This is really the same problem as https://github.com/jump-dev/MathOptInterface.jl/issues/2488.

We are not detecting common subexpressions.

SebKrantz commented 2 months ago

@SebKrantz, try introducing some intermediate variables to make the problem larger but sparser:

Instead of:

    # Calculate consumption cj
    @expression(model, cj[j=1:graph.J],
        alpha * (sum(Pjn[j, n]^(1-sigma) for n=1:param.N)^(1/(1-sigma)) / omegaj[j])^(-1/(1+alpha*(rho-1))) * hj1malpha[j]^(-((rho-1)/(1+alpha*(rho-1))))
    )

try

    # Calculate consumption cj
    @variable(model, cj[j=1:graph.J])
    @constraint(model, [j=1:graph.J], cj[j] ==
        alpha * (sum(Pjn[j, n]^(1-sigma) for n=1:param.N)^(1/(1-sigma)) / omegaj[j])^(-1/(1+alpha*(rho-1))) * hj1malpha[j]^(-((rho-1)/(1+alpha*(rho-1))))
    )


Thanks @odow! However, there already exists a primal version of the problem, which is larger and also a lo faster (0.28 seconds instead of 9). My reason for employing the dual solution is to have as few optimisation variables as possible to be able to efficiently solve really large networks (with thousands of nodes and edges). I am thus thinking: if the symbolics cannot be fixed to efficiently process the sequence of expressions used to create the complex objective, could there be a way in JuMP to have an ordinary (black box) objective function? It should still be possible to numerically detect sparsity.

odow commented 2 months ago

The issue is not the number of variables, but now long it takes JuMP to compute derivatives.

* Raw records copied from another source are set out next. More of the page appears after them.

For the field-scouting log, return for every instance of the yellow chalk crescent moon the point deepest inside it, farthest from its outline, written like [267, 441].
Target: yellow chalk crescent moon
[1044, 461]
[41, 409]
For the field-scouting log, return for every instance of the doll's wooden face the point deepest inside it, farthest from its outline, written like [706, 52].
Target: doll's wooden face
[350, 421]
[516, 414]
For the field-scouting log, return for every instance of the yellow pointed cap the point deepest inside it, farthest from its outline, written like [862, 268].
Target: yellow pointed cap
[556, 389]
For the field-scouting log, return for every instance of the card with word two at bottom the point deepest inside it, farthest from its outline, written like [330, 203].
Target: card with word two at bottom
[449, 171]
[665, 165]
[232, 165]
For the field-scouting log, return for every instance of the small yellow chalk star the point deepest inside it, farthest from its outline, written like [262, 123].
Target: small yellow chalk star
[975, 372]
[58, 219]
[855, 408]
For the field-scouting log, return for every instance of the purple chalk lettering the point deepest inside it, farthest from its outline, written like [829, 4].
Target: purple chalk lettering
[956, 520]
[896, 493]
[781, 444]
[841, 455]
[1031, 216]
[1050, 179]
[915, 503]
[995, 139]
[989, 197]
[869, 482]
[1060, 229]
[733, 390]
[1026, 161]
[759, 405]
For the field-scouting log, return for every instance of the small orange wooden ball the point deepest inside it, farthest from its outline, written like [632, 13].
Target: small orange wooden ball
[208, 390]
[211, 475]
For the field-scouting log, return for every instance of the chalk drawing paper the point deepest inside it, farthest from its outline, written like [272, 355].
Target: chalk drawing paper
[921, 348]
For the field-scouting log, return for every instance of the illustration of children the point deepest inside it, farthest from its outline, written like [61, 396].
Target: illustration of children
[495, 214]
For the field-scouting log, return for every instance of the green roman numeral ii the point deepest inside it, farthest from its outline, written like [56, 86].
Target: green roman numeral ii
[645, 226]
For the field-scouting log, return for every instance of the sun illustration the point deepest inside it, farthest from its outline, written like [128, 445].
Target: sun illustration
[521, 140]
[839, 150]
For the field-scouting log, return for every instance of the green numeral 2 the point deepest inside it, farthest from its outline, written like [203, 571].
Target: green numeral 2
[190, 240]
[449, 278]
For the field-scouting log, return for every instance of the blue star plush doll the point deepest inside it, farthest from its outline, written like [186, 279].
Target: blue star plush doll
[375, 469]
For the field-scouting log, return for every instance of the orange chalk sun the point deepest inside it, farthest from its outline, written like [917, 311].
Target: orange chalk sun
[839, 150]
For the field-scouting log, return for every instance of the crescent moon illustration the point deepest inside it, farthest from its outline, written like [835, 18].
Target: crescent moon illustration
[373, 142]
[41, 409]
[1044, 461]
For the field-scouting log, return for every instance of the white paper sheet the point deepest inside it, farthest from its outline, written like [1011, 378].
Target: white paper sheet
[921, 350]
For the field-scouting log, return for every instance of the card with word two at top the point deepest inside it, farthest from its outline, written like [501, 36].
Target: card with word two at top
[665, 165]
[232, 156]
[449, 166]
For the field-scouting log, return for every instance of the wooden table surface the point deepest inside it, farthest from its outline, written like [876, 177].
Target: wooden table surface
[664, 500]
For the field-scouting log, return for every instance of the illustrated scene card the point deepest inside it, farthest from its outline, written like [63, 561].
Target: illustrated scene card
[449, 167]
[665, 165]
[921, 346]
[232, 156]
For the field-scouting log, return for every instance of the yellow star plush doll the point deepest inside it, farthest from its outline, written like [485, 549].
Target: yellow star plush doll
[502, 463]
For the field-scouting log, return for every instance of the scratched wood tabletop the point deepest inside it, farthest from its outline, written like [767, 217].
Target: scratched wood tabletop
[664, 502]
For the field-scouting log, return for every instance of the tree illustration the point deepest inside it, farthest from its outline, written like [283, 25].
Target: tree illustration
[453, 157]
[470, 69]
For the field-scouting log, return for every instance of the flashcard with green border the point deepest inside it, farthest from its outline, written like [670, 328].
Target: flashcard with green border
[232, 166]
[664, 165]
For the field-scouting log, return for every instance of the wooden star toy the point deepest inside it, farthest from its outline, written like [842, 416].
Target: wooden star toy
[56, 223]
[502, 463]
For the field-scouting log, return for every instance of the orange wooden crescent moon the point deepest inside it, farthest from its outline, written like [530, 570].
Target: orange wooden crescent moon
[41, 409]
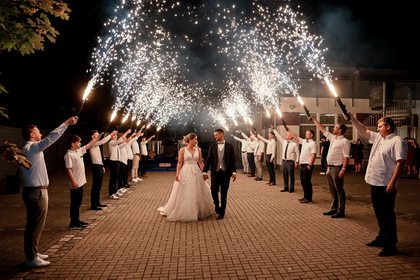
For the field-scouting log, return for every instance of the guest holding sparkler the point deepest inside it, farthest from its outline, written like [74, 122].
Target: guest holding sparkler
[386, 162]
[252, 142]
[244, 156]
[144, 155]
[114, 163]
[306, 160]
[136, 158]
[98, 169]
[77, 176]
[290, 160]
[337, 161]
[258, 157]
[35, 193]
[270, 156]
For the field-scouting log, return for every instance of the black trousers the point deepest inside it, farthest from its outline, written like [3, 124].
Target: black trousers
[384, 205]
[306, 180]
[219, 183]
[251, 163]
[123, 176]
[113, 176]
[324, 164]
[97, 176]
[270, 168]
[76, 197]
[143, 160]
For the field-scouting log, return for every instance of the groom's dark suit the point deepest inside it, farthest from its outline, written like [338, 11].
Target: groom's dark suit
[220, 174]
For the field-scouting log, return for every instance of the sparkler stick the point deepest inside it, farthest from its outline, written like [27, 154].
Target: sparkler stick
[88, 90]
[300, 100]
[338, 99]
[282, 120]
[113, 115]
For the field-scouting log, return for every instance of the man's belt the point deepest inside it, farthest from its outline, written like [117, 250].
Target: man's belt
[35, 188]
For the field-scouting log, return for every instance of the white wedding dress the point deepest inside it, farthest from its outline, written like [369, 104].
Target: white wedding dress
[190, 198]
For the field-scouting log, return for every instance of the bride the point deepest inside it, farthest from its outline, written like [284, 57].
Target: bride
[190, 198]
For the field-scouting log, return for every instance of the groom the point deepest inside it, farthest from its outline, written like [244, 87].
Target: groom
[222, 160]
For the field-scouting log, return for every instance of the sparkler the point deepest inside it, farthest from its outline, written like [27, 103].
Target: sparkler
[282, 120]
[113, 115]
[337, 98]
[300, 100]
[140, 47]
[86, 93]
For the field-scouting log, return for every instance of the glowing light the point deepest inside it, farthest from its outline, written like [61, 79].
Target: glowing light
[330, 86]
[89, 88]
[279, 112]
[300, 100]
[125, 118]
[113, 115]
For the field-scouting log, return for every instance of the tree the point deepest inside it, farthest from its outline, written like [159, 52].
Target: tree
[25, 25]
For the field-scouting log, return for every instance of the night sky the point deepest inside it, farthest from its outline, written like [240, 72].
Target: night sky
[45, 88]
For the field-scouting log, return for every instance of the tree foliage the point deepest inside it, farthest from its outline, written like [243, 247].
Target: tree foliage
[25, 25]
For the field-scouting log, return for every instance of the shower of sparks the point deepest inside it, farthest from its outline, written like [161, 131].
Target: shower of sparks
[146, 59]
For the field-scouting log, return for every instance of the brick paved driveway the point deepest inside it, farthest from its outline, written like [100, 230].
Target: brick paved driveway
[266, 234]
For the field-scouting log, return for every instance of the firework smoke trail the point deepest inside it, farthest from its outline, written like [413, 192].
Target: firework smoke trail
[263, 51]
[269, 45]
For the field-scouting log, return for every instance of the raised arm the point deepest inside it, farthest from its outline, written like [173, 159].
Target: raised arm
[259, 136]
[237, 138]
[200, 160]
[319, 125]
[360, 127]
[279, 138]
[179, 164]
[245, 136]
[150, 138]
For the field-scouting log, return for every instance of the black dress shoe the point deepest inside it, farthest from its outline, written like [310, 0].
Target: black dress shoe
[329, 213]
[338, 215]
[388, 251]
[376, 243]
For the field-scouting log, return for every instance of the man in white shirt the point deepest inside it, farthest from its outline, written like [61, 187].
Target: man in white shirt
[244, 156]
[144, 154]
[337, 161]
[135, 148]
[386, 163]
[250, 153]
[290, 160]
[35, 193]
[98, 169]
[270, 156]
[258, 158]
[114, 162]
[75, 167]
[306, 160]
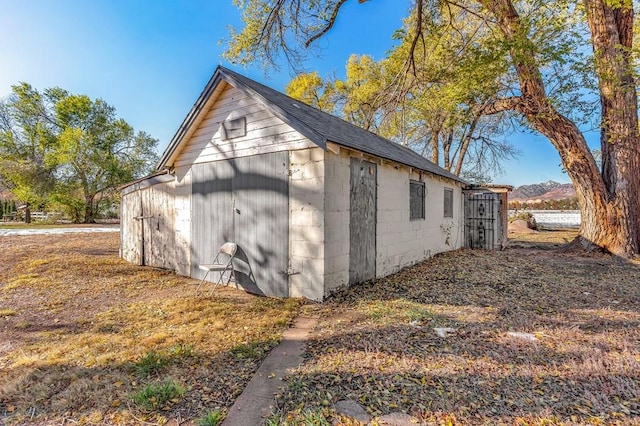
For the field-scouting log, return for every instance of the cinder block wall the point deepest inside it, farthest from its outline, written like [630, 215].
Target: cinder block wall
[336, 232]
[402, 242]
[307, 223]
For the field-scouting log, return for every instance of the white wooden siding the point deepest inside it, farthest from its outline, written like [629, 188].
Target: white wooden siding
[265, 132]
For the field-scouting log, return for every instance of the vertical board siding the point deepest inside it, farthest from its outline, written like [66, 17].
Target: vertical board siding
[362, 223]
[262, 219]
[266, 133]
[211, 210]
[244, 200]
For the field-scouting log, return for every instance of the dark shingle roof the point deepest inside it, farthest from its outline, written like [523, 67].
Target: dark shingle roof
[316, 125]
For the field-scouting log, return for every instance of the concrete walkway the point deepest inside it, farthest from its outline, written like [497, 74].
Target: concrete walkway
[256, 402]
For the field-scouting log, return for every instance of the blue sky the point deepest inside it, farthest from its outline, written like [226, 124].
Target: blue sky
[151, 59]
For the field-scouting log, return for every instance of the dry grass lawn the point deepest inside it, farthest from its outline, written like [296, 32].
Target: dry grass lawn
[87, 338]
[537, 337]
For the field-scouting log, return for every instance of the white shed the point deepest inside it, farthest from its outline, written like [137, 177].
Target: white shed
[314, 203]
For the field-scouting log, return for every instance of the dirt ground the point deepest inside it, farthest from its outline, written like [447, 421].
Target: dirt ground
[532, 336]
[525, 336]
[90, 339]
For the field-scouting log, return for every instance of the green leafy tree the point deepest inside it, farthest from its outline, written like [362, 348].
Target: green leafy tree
[545, 46]
[68, 150]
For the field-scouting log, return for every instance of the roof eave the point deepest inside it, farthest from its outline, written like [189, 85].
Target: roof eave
[191, 117]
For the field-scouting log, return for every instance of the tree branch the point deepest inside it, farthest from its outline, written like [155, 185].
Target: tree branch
[513, 103]
[330, 23]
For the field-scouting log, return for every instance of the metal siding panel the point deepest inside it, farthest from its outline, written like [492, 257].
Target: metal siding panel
[362, 221]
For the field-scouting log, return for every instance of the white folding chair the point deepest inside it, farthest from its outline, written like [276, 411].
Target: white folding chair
[223, 263]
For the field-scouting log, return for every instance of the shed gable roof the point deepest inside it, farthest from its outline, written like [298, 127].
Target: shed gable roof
[316, 125]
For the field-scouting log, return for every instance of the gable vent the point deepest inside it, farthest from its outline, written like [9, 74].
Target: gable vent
[234, 128]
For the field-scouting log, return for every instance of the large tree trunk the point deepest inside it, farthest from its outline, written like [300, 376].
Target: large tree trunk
[612, 35]
[609, 204]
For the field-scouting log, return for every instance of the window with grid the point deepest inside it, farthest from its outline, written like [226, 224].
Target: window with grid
[416, 200]
[448, 202]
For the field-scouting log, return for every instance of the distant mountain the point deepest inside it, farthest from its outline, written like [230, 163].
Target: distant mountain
[550, 190]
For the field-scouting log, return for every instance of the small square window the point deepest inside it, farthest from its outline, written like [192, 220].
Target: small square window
[416, 200]
[448, 202]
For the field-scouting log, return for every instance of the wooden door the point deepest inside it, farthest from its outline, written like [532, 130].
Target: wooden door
[482, 219]
[157, 222]
[362, 221]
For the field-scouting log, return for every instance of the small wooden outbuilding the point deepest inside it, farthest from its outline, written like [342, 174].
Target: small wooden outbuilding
[314, 203]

The AD engine in JuMP is really designed for lots of simpler sparse expressions, instead of one very complicated expression. in addition, at the moment we don't exploit common subexpressions, so if you have cj[j] in multiple places, we copy-paste the entire expression, instead of caching it somewhere.

You can add black-box functions to JuMP: https://jump.dev/JuMP.jl/stable/manual/nonlinear/#jump_user_defined_operators

But you need to provide derivatives, or we will use ForwardDiff (which won't scale to high dimensional inputs).

SebKrantz commented 2 months ago

Ok, thanks! It does not work however in this case making cj a constraint:

EXIT: Invalid number in NLP function or derivative detected.

ERROR: Solver returned with error code INVALID_MODEL.
Stacktrace:
 [1] error(s::String)
   @ Base ./error.jl:35
 [2] optimal_network(param::Dict{Any, Any}, graph::Dict{Symbol, Any}; I0::Nothing, Il::Nothing, Iu::Nothing, verbose::Bool, return_model::Int64)
   @ OptimalTransportNetworks ~/Documents/Julia/OptimalTransportNetworks.jl/src/main/optimal_network.jl:167
 [3] optimal_network(param::Dict{Any, Any}, graph::Dict{Symbol, Any})
   @ OptimalTransportNetworks ~/Documents/Julia/OptimalTransportNetworks.jl/src/main/optimal_network.jl:30
 [4] top-level scope
   @ ~/Documents/Julia/OptimalTransportNetworks.jl/examples/example01.jl:32

In any case, I am doubtful that such hacks will eventually make the dual problem faster than the primal one. So I guess in this case the solution of @gdalle (or in general writing the objective as an ordinary Julia function and using other differentiation tools) may be the way forward, or the dual solution is just not feasible in Julia at this point.

Do keep me posted though if there are improvements to the AD backend or in MathOptSymbolicAD.jl, and I'll be happy to reconsider the dual solution.

gdalle commented 2 months ago

So I guess in this case the solution of @gdalle (or in general writing the objective as an ordinary Julia function and using other differentiation tools) may be the way forward, or the dual solution is just not feasible in Julia at this point.

We're working on a revamp of SparseConnectivityTracer.jl + DifferentiationInterface.jl for a conference submission so it won't be right now, but I hope to be able to help you soon enough!

You can try Symbolics.jl + SparseDiffTools.jl + Optimization.jl, which would be the old combo for sparse hessians, but I can't guarantee it will work better for your specific code (although it is more battle tested)

odow commented 2 months ago

It does not work however in this case making cj a constraint:

This is likely because the starting value is 0 and you have a 1 / cj.

It's annoying that there are a number of "tricks" required to get this to work.

odow commented 2 months ago

Closing this in favor of #2488. There's nothing we need to do here, other than re-introduce common subexpressions.